Dan inilah mengapa kebijakan ini sangat penting. Budaya kerja di Jepang, dengan jam kerja yang tak manusiawi, sering kali jadi alasan utama kenapa banyak orang, khususnya perempuan, merasa terjebak dalam pilihan sulit: karier atau keluarga. Wajar saja kalau angka ketimpangan partisipasi tenaga kerja pria dan wanita masih mencapai 17% pada tahun lalu.
Menariknya, kebijakan empat hari kerja ini juga jadi perbincangan hangat di negara-negara Barat yang sedang bereksperimen dengan jam kerja yang lebih pendek. Studi menunjukkan, model kerja seperti ini bisa meningkatkan produktivitas sekaligus kesejahteraan pekerja. Tapi di Jepang? Ini masih dianggap langkah radikal. Dengan budaya kerja yang mengaitkan loyalitas dengan berapa lama seseorang duduk di meja kantor, kebijakan semacam ini bisa terasa sangat asing.
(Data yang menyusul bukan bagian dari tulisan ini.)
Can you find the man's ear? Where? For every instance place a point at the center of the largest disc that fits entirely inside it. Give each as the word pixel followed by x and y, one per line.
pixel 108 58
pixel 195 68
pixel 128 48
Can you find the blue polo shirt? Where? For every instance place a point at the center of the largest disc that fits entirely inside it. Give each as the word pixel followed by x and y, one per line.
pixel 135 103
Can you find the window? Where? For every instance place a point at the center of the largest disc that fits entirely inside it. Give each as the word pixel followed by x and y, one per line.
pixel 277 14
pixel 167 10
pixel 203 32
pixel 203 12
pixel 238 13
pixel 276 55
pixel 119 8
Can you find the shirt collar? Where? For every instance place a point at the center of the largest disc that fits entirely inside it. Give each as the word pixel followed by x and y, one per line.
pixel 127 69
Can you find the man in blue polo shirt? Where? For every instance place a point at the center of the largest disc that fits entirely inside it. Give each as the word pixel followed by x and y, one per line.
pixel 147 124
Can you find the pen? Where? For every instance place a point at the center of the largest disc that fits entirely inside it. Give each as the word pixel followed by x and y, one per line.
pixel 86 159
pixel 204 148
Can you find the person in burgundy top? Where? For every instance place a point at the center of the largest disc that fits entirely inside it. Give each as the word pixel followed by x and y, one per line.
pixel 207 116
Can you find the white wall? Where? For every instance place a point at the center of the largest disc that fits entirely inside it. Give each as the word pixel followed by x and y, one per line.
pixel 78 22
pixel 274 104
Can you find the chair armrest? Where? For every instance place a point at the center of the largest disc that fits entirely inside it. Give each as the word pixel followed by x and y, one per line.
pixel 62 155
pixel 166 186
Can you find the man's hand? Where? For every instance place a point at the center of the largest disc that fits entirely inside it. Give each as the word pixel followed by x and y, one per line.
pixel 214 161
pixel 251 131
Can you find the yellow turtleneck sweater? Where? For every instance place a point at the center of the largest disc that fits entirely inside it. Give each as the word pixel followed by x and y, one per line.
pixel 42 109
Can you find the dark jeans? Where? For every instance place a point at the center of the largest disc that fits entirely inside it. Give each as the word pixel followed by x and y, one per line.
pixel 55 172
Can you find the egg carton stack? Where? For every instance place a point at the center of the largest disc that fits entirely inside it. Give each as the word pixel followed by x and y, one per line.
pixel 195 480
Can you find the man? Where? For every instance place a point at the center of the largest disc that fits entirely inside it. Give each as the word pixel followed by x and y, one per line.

Kita akan lihat apakah Tokyo, kota yang selama ini terkenal dengan ritme kerja yang gila, bisa membuktikan bahwa sedikit lebih banyak waktu untuk hidup bisa menghasilkan lebih banyak produktivitas. Tokyo, seperti yang kita tahu, selalu berani mengambil risiko kali ini, apakah mereka bisa menjadi pionir dalam perubahan besar dunia kerja?